You would be better of without him, this is financial abuse !
Who gets the dc's child tax creds (if u get them)?

StrandedBear · 03/04/2012 15:51

This reply has been deleted

Message withdrawn at poster's request.

pumpkinsweetie · 03/04/2012 16:26

And how on earth does he think food for a family of 3 for a week is £50?? Nappies, wipes on there own are expensive enough !
He sounds controlling get out while you can

saidie · 04/04/2012 11:10

hi girls ,
Thank you for your replies ,
I had a long think about my relationship with dh last night , and its not right ,
withholding money from me is wrong and a simple cup of coffee with a friend is not allowed , he expects me to stay at home cook and clean all day and not allowed any friends is toxic , he has abused me in so many ways i honestly dont know why im still here ,i did leave him for a few days and he never contacted me ,i guess im just scared.

OP posts:
glenthebattleostrich · 04/04/2012 11:40

You really need to leave. He sounds abusive and vile.

I know it's hard but is this really what you want your child growing up thinking is normal?

Please call Womens Aid, they can help. They were wonderful to my friend who left her abusive husband.

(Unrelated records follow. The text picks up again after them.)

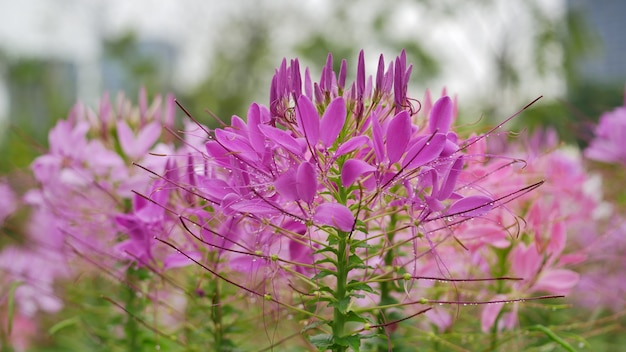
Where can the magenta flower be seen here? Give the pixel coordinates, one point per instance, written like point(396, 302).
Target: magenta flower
point(608, 145)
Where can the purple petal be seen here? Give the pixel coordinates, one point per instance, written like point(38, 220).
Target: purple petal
point(306, 182)
point(178, 260)
point(353, 169)
point(360, 75)
point(471, 206)
point(557, 281)
point(335, 215)
point(285, 185)
point(308, 119)
point(332, 121)
point(257, 139)
point(440, 117)
point(424, 151)
point(214, 189)
point(449, 182)
point(377, 138)
point(255, 206)
point(236, 144)
point(351, 145)
point(284, 139)
point(398, 135)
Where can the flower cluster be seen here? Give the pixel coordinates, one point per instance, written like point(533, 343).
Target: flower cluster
point(348, 214)
point(608, 144)
point(350, 196)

GravyAndALumpyMashBaby · 04/04/2012 16:17

Saidie Call womens aid. I understand you're scared, but you can leave. And you and your DD will be fine. You would be so much better off without him, especially your little girl. Children shouldn't see a parent upset and abused like this.

JustGiveMeTheWine · 04/04/2012 16:34

What a vile man Op!

I left my ex for less than that but he did the whole 'I work, you only work part-time so I pay most of the bills' shit and thought all his money was his own. It's all about control, he wants you to rely on him for everything.

It's hard to pluck up the courage to leave but it's the best thing I ever did. Yes, I felt very lonely and missed him at first but I felt relieved too.

You can get help if this is want you want to do, I surely hope so because these type of men rarely change.